Среди людей в рабочих и солдатских спецовках преобладают молодые лица. ТЭС Фалай объявлена республиканской молодежной стройкой, и шефство над ней взял вьетнамский комсомол. Для большинства юношей и девушек, детей крестьян, здесь начинается путь в рабочий класс. И хоть пока не всегда хватает у них профессиональной выучки, за любое трудное дело они берутся с молодым энтузиазмом и задором.

ТЭС Фалай проектной мощностью 640 тысяч киловатт строится посреди сельскохозяйственных районов дельты Красной реки при помощи и при техническом содействии Советского Союза. Это один из крупнейших объектов социалистической индустриализации Вьетнама. Пожилому крестьянину на велосипеде, который так поразился размерами стройки, наверное, трудно в мыслях связать значение такой большой электростанции конкретно с его жизнью. Для него электричество — это 25-ваттная лампочка в доме, которая зажигается часа на два-три в сутки перед отходом ко сну. В лучшем случае это еще и водонасос, избавляющий от изнурительного качания воды черпаком. Он пока не связывает громаду из бетона и металла с рисом, мясом, одеждой и тем более с множеством других вещей, которых в его деревне еще не знают. Но для его детей — крестьянских парней, пришедших на стройку, Фалай — это не только электричество, но и коренной перелом в жизни, путь в рабочий класс.
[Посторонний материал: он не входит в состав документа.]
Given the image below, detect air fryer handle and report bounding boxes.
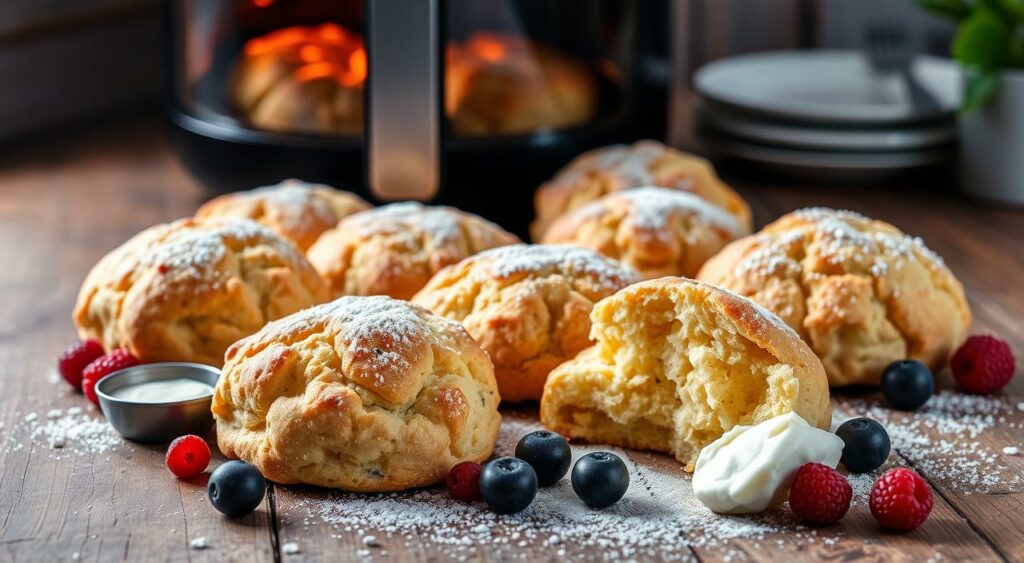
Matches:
[365,0,441,201]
В двух сотнях километров к западу от Фалая — там, где равнина дельты Красной реки встречается со скалистыми горами Северо-Западного края, полным ходом идут строительные работы на еще одном энергетическом объекте вьетнамо-советской дружбы. Это гидроузел Хоабинь на самом полноводном притоке Красной реки — реке Черной. Его масштабы можно сравнивать с гидростанциями Волжского каскада, и, если не считать крупных ГЭС на великих сибирских реках, Хоабинь будет самым большим гидроузлом в Азии.

Мощность электростанции, машинные залы которой разместятся в чреве горы, достигнет почти 2 миллионов киловатт. Она будет давать ежегодно 8,5 миллиарда киловатт-часов электроэнергии. О том, что это значит для Вьетнама, говорит одна лишь цифра: за 1981 год во всей стране было выработано около 4 миллиардов киловатт-часов.
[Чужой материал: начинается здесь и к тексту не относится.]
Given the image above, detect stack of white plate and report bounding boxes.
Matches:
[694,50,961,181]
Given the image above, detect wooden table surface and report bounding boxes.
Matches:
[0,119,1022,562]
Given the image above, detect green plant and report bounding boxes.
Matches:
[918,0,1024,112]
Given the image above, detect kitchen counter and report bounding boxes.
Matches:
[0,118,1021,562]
Со стальной эстакады, которая подобно ласточкину гнезду прилепилась к склону горы на правом берегу, заместитель начальника Главного управления строительства Чан Мань показывает нам панораму стройки.

— Вот там, — протягивает он руку в направлении, где лента реки описывает дугу, зажатая меж двух высоких гор, — поднимется высокая плотина, которая образует водохранилище длиной в 200 километров и объемом в 9,5 миллиарда кубометров воды. Назначение гидроузла не ограничивается производством электроэнергии. Одна из проблем, которую он решит, — спасение от наводнений всей дельты Красной реки.

Слушая Чан Маня, я вспомнил, как во время сильного наводнения в 1971 году было принято вынужденное решение: открыть шлюзы в дамбах и выпустить воды вспухшей от дождей Красной реки, ее притоков на рисовые поля и деревни, затопить менее значительные районы, чтобы спасти Ханой и другие важные центры республики, самые густонаселенные рисопроизводящие провинции. Но и это стоило бедствий и лишений для миллионов людей.

Веками воздвигали люди дамбы вдоль берегов своенравных рек Севера Вьетнама. В годы высоких паводков бывает так, что Красная река у Ханоя, как в гигантском желобе, течет порой на семь метров выше уровня улиц и площадей столицы. Превышение аварийной отметки паводка означает национальную катастрофу. И в то же время в сухой сезон посевы на больших площадях нередко гибнут от нехватки воды. Гидроузел Хабинь выравнит эти перепады.

Скорее всего лишь немногие из 11–12 миллионов людей, в основном крестьян, работающих в поте лица на миллионе гектаров рисовых полей дельты, представляют, какое непосредственное значение для их жизни имеет стройка в излучине Черной реки. Просто не будет наводнений и засух. Но и сейчас нередко выпадают такие удачные годы. Крестьянин привык бороться за каждый конкретный урожай в своей конкретной деревне. Здесь же речь идет о преобразовании природы на всей территории колыбели вьетнамской нации.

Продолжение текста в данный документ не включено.